Hundreds of people have gathered in Nuremberg to protest against the Iranian leader ahead of a World Cup match between Iran and Mexico.
The protesters, who include local Jewish community and Iranian exile groups, denounced Mahmoud Ahmadinejad for casting doubt on the Holocaust.
Iranian Vice-President Mohammed Aliabadi is attending the match.
Demonstrators said their anger was targeted at the Iranian leadership and not the country's football team.
But Iranian football fans have expressed their irritation, saying football and politics should not be mixed.
"Unwelcome"
The BBC's Ray Furlong is at the demonstration which he described as "a sea of blue and white Israeli flags".
"I'm protesting because I do not think it's ok if somebody claims that my great-grandparents disappeared just like that"
Bavaria's Interior Minister Gunther Bechstein described Mr Ahmadinejad as a criminal.
"If he comes to Germany, only his diplomatic immunity will save him from arrest," he told the demonstrators.
Alex Delomann, a German Jew from Cologne said his great-grandparents were shot by the Nazis in Ukraine.
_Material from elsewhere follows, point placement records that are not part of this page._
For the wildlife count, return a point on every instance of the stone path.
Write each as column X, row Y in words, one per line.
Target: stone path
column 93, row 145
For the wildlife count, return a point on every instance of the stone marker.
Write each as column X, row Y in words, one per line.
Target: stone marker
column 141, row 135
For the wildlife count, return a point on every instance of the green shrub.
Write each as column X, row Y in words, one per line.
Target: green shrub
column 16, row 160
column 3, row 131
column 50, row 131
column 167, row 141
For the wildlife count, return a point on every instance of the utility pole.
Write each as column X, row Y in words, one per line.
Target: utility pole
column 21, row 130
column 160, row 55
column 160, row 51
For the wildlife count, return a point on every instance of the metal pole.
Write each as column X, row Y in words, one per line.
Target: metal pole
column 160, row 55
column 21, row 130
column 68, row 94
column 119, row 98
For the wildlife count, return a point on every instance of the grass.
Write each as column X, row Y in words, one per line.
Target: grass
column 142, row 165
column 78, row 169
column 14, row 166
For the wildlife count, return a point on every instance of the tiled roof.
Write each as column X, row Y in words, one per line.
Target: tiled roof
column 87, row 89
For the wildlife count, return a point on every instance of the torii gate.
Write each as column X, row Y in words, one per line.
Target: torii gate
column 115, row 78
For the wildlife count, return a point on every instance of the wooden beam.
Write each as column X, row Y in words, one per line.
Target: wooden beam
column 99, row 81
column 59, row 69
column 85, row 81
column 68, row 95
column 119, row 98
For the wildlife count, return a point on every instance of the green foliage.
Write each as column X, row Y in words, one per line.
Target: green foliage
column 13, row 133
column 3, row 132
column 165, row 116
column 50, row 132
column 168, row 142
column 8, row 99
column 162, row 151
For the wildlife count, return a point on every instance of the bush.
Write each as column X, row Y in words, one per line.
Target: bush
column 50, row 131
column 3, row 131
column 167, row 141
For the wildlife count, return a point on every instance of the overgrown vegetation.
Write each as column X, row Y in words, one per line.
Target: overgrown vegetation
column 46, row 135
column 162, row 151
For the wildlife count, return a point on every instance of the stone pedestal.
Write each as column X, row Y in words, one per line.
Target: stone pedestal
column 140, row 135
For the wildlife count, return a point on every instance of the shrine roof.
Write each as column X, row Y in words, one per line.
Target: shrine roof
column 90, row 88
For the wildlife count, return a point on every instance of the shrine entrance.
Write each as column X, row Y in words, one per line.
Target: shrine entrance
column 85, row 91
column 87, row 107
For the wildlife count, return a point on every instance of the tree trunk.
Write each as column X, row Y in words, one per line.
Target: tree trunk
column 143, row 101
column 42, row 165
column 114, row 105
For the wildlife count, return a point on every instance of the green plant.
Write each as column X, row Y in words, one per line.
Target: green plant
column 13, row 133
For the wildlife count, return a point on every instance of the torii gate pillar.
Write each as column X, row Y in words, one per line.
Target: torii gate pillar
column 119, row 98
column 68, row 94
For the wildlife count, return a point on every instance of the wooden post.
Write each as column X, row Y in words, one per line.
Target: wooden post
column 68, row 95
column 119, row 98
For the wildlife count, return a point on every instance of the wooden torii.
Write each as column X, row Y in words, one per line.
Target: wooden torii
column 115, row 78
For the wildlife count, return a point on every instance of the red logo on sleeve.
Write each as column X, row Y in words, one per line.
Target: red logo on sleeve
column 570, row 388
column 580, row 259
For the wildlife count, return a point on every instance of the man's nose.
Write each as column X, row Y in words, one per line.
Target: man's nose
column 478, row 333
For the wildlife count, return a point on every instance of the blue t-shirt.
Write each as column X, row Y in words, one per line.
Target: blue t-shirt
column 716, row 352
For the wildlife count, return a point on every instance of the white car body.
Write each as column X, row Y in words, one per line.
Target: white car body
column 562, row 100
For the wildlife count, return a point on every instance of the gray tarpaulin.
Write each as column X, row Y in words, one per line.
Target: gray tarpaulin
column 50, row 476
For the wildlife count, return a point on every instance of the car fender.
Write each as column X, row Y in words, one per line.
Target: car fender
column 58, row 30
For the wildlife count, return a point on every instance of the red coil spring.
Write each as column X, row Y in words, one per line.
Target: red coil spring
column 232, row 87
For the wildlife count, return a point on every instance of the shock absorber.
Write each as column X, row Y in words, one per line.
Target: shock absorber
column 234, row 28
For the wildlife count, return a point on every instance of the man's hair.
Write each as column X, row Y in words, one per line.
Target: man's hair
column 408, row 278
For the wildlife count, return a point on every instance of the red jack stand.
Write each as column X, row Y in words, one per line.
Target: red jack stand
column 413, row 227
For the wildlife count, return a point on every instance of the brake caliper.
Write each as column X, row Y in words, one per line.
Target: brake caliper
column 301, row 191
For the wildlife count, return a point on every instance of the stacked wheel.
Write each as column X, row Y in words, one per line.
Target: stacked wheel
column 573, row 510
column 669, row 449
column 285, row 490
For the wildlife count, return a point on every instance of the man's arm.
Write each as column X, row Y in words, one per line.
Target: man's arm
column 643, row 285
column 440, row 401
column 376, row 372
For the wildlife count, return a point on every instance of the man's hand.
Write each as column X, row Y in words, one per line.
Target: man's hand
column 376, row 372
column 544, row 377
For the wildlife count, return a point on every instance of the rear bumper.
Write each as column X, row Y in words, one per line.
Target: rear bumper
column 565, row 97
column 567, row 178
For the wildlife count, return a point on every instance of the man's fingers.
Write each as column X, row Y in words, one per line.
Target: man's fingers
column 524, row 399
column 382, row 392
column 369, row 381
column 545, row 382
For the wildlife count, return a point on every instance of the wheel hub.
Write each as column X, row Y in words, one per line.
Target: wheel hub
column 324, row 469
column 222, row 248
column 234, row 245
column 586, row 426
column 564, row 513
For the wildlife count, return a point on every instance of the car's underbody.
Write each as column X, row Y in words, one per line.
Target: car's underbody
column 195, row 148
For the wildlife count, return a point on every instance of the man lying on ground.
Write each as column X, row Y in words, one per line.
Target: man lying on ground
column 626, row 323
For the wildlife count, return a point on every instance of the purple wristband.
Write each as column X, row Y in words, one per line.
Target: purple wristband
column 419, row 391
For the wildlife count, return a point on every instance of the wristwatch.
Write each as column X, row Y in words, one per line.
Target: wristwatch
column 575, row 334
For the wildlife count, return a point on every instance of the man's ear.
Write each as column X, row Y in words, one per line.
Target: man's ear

"I'm protesting against the Iranian government because I do not think it's OK if somebody claims that my great-grandparents disappeared just like that," he told the Associated Press news agency.
Earlier, police broke up a small counter-demonstration of supporters of the far-right National Democratic Party who were dressed in Iranian jerseys and holding Iranian flags in support of Mr Ahmadinejad.
Political fallout
One of the biggest fears the Germans have for the World Cup is that the Iranian president will come to Germany to watch his team play, our correspondent says.
Mr Ahmadinejad has so far sent mixed signals on whether he will attend.
Nuremberg is where the Nazis promulgated their infamous race laws and the head of the German Jewish community has declared that the Iranian president is "a second Hitler".
The secretary-general of Germany's Central Council of Jews turned his attention to the German government for failing to deal in political terms with the visit by Iranian Vice-President Mohammad Aliabadi.
In an interview on German radio, Mr Kramer said it had to be demonstrated in no uncertain terms that people who deny the Holocaust would not be welcome in Germany.